Robust nonlinear control of regenerative fuel cell, supercapacitor, battery and wind based direct current microgrid

Abstract

Due to their simple structure and tremendous energy efficiency, direct current (DC) microgrids are becoming popular. The recent transition in power generation and consumption is based on the integration of renewable energy sources using DC microgrids. To facilitate this integration, a multi-source DC microgrid structure with five different sources including hybrid photoelectrochemical and photovoltaic (HPEV) cell, fuel cell, supercapacitor, battery and wind is presented in this paper. All the sources are linked to the DC bus via DC–DC power converters. Maximum power points for HPEV and wind have been obtained using artificial neural network. Nonlinear sliding mode controller, integral sliding mode controller, double integral sliding mode controller and super-twisting sliding mode controller have been presented for the output voltage regulation of the power sources.
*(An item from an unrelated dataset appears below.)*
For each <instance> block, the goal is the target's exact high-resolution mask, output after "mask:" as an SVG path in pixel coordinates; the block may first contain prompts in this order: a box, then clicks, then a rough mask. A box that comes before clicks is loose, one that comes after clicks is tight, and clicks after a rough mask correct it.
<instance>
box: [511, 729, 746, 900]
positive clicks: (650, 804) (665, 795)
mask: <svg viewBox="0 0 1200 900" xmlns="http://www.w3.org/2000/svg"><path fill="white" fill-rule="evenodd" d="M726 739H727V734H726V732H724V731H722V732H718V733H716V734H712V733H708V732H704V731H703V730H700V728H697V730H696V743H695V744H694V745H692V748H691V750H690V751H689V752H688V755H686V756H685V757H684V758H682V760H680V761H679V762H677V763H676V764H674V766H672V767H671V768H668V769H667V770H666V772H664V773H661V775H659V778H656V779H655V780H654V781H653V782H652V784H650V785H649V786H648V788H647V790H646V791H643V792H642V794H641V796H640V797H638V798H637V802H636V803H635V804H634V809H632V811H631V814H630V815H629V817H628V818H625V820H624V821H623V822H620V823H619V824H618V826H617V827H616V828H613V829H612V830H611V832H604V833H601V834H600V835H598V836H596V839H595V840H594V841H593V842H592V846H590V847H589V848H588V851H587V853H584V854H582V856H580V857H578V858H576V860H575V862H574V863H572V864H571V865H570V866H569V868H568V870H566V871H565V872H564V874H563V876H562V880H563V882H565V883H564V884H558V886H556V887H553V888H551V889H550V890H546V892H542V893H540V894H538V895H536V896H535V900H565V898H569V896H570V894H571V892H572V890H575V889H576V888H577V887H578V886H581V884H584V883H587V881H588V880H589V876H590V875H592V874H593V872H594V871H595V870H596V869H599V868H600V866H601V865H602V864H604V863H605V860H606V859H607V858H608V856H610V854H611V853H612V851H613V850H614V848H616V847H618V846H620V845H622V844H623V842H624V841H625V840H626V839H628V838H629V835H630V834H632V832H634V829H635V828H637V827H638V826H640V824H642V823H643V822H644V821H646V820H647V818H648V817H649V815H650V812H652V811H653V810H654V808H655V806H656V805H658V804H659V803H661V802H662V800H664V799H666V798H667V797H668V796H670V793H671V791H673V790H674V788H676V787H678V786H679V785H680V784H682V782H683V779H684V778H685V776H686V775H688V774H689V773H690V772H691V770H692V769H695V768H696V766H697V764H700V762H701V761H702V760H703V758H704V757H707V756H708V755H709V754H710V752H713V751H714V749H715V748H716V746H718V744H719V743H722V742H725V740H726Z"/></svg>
Global asymptotic stability of the framework has been verified using Lyapunov stability analysis. For load-generation balance, energy management system based on fuzzy logic has been devised. The proposed nonlinear controllers have been simulated and compared using MATLAB/Simulink®. Real-time hardware in the loop (HIL) experiment has been performed on the C2000 Delfino Microcontroller F28379D Launchpad for the validation of the proposed nonlinear controllers framework and compared with simulation results to validate the performance of the designed system.